Genome-wide association studies (GWAS) have identified tens of thousands of genetic variants associated with hundreds of phenotypes and diseases, which in some cases have provided clinical and medical benefits to patients with novel biomarkers and therapeutic targets. However, investigation of complex traits often suffers from limited statistical power due to polygenicity, high dimensionality, and moderate sample size. While it is practically challenging and costly to recruit patients to attain sufficient sample size to identify all associated genetic variants, we recently showed that statistical power to identify risk associated genetic variants can be significantly increased by 1) considering genetic basis shared among multiple phenotypes, namely pleiotropy, and 2) incorporating genomic and genetic annotation data. However, effective integration of these datasets becomes statistically more challenging as the number of genetic studies and annotation data increases. The objective of this proposal is to develop statistical methods and software to improve identification and interpretation of risk variants and to promote understanding of genetic relationship among phenotypes. This objective will be attained by pursuing four specific aims.

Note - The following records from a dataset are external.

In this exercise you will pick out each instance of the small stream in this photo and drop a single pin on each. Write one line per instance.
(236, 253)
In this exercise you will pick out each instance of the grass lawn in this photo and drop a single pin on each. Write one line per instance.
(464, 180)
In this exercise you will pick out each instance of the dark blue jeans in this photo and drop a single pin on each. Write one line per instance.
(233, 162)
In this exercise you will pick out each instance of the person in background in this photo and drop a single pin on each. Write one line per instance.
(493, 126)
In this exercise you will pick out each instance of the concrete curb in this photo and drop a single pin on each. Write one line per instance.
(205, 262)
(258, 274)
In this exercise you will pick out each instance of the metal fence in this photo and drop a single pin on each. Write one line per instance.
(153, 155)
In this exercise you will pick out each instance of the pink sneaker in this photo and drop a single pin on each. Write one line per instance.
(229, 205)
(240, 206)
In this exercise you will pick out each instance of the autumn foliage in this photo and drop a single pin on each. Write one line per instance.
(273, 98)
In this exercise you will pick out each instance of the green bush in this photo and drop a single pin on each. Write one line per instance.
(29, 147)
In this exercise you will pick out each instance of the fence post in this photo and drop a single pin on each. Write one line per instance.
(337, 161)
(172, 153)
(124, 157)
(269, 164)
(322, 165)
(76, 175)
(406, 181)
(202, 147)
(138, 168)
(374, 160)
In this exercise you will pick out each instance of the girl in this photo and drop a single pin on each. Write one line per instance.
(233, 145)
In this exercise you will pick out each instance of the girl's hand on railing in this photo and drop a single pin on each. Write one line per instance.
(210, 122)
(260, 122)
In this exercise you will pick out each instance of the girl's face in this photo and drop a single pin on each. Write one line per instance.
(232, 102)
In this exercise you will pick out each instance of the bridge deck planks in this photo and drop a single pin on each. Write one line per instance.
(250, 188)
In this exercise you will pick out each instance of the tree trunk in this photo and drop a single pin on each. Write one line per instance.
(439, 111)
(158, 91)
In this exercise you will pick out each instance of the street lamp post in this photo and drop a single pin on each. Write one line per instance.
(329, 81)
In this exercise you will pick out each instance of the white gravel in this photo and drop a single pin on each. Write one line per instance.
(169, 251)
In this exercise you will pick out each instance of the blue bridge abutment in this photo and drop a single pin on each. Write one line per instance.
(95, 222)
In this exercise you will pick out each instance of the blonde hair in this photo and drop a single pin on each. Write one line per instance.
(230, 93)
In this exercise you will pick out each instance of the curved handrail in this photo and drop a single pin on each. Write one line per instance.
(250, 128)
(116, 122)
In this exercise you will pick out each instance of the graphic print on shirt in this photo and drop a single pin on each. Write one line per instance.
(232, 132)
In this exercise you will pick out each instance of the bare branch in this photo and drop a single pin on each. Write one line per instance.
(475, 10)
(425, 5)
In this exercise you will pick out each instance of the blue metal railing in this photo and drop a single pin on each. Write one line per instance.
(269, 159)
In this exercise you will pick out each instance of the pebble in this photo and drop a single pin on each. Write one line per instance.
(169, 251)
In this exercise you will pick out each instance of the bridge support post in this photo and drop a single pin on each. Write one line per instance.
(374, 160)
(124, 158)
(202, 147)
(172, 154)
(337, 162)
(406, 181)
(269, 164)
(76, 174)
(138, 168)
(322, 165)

In Aim 1, we will develop a Bayesian graphical model to identify risk variants and construct a phenotype network, by integrating multiple GWAS datasets with various annotation data.
In Aim 2, we will develop a Bayesian graphical model to build a phenotype network from biomedical literature.
In Aim 3, we will develop a statistical method to construct meta-annotations that can effectively summarize high dimensional annotation data without losing interpretability.
In Aim 4, we will apply these methods to genetic studies of vascular complications and autoimmune diseases in African American populations, with PubMed literature and various annotation datasets. The proposed research is innovative because it proposes a novel statistical framework that integrates multiple GWAS, biomedical literature, and annotation datasets to improve identification and interpretation of risk variants. The proposed research is significant because it is expected to help improve diagnosis and treatment of diseases with more effective identification of risk variants and enhanced understanding of common etiology among diseases.
We will develop novel statistical methods and software to improve identification and interpretation of risk variants. The output from these methods can potentially be useful for development of overlapping treatments across diseases. The application of these methods to genetic studies for African Americans can help development of more effective disease prevention and intervention strategies for these populations.